Of the 59 variants selected based on the exome sequencing, 46 were directly fitted to three Sequenom iplexes. In addition, two of the variants were captured through tagging SNPs. Rs117741116 tagged rs139702277 with r2 = 1 and D′ = 1 in the 1000 Genomes FIN and CEU populations, and rs12462506 tagged rs3745601 with r2 = 0.96 and D′ = 1 in the 1000 Genomes FIN population. The rest of the SNPs were left out, because of issues in assay design. In total, 48 variants were genotyped. The first, the second and the third iplexes contained 24, 17 and 7 variants, respectively. For the second genotyping run, 28 variants were selected for genotyping in two iplexes. In addition, rs6025 in F5 was included to the panel to investigate if the previously found association between the variant and pre-eclampsia15,16,17 would be replicated in our data. The assay design and the genotyping were performed with Sequenom MassArray system at the Institute for Molecular Medicine Finland FIMM Technology Centre, University of Helsinki. The Technology Centre performed routine quality control steps to ensure high quality of the genotyping.
Association analysis
Association of the variants with pre-eclampsia was evaluated by chi-square test in the PLINK software v1.0737. Genotypes from the Finnish SISu (3.0) data set containing 6118 individuals were combined with our control data to increase the statistical power. Association test was conducted both in the FINNPEC case-control data set and in the merged FINNPEC – SISu data. Two X chromosomal variants were excluded from the latter analysis, because the SISu data contain also males. The allele frequencies of autosomal variants are not assumed to differ between females and males. Any Sequenom genotyped sample with failed genotyping for >2 variants that had been otherwise successfully genotyped was removed from the analysis. Hardy-Weinberg equilibrium (HWE) was calculated independently for the Sequenom genotyped case-control samples, for the SISu data and for the merged FINNPEC-SISu data. Differential genotype missingness between the cases and controls was tested in the FINNPEC cohort.

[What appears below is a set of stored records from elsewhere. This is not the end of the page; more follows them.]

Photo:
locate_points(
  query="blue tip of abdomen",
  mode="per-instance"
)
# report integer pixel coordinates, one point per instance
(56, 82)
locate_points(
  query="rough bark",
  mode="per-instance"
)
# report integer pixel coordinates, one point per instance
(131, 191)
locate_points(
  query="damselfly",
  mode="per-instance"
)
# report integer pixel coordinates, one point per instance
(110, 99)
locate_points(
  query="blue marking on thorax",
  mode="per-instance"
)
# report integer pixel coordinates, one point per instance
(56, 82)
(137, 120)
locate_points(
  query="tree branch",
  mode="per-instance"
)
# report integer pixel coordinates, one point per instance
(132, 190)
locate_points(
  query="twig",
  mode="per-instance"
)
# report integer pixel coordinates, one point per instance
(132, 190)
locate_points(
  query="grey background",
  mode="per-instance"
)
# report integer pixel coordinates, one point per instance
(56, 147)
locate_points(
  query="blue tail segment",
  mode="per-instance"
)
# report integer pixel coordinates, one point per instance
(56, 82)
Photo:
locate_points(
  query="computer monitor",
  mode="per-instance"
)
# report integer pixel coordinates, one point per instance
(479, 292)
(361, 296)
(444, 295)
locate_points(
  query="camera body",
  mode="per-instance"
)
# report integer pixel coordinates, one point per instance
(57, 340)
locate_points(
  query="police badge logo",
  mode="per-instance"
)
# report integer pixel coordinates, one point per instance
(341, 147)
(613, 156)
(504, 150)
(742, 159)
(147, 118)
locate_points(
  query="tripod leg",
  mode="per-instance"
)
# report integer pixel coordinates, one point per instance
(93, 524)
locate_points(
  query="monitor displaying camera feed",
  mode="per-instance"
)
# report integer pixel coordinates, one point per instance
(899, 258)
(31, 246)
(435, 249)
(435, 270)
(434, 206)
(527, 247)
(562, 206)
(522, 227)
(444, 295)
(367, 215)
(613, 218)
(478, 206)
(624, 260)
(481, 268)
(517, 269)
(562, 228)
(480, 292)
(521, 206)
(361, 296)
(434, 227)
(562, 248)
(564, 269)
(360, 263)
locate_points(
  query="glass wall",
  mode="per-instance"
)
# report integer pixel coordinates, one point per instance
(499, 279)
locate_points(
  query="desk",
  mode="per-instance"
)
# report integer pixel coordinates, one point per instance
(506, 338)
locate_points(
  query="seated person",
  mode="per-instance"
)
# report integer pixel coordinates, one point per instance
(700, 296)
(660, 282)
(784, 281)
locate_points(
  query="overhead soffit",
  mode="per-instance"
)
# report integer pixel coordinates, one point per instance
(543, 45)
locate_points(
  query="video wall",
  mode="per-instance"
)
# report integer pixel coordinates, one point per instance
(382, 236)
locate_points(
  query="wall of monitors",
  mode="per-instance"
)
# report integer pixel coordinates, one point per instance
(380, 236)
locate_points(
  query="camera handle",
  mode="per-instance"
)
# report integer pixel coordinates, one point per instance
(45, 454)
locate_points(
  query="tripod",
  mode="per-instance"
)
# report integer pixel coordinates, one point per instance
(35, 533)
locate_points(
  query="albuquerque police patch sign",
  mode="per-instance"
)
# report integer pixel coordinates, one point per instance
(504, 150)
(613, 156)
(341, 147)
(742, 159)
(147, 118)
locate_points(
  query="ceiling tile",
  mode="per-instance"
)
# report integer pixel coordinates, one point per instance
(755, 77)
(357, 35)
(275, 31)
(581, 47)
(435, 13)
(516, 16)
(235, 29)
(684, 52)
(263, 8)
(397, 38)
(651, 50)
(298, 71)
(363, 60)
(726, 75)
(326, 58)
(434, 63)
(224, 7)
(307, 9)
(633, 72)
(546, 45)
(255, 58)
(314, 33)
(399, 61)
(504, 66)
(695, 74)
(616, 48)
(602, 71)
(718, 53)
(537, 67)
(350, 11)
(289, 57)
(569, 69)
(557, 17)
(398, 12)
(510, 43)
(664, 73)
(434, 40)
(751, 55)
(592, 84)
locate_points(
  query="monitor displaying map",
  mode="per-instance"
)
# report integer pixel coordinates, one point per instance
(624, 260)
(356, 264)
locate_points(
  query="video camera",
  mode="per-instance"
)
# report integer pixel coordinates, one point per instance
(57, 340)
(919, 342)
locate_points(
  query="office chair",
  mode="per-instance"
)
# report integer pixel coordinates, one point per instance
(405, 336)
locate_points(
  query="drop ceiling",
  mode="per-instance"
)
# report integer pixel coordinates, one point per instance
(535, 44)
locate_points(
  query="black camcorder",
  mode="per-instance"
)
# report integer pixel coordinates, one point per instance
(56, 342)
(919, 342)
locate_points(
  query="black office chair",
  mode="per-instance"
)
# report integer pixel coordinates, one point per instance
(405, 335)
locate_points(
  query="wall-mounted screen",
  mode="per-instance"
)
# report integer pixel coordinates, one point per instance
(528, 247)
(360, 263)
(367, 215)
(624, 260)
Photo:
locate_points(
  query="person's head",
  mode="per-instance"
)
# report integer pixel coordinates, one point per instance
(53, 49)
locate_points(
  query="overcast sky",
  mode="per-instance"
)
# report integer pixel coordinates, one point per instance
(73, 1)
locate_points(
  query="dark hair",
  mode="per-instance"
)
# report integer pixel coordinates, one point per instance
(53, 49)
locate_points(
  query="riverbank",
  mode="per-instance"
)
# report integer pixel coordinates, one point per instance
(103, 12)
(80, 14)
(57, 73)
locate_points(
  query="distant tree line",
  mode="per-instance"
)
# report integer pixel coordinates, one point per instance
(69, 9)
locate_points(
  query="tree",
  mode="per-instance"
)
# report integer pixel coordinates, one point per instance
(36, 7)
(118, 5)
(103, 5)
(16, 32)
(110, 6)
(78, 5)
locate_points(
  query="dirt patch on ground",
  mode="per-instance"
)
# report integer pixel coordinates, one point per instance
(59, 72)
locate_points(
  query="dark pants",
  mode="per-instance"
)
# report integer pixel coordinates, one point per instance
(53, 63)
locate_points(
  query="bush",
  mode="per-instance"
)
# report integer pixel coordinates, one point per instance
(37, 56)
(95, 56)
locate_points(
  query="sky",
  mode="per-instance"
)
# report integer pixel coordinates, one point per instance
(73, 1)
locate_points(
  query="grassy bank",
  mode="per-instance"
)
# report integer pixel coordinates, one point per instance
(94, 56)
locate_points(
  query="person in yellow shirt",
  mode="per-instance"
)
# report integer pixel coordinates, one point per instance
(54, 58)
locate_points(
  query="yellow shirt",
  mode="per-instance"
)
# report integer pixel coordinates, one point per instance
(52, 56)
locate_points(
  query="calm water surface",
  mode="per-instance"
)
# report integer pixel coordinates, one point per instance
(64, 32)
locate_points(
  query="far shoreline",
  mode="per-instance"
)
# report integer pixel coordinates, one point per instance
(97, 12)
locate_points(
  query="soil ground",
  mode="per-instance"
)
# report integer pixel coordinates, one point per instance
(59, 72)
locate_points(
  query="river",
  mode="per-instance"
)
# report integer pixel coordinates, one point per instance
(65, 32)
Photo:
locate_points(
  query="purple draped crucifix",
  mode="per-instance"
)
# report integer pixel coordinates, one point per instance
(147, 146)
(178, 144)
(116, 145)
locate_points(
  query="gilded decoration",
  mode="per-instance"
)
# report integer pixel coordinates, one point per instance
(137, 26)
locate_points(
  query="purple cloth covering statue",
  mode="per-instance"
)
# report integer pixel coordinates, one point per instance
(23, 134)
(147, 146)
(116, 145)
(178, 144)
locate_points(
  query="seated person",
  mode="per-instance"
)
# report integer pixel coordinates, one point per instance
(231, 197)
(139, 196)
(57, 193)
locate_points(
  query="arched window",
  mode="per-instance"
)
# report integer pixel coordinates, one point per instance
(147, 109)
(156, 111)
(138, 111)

A standard linear regression model in the PLINK software was applied for testing association of the genetic variants with quantitative traits relevant for pre-eclampsia in the FINNPEC cohort. The quantitative traits utilized in the association testing included the highest systolic blood pressure, the highest diastolic blood pressure, proteinuria and relative birth weight of the baby. An additive model was applied in the analyses.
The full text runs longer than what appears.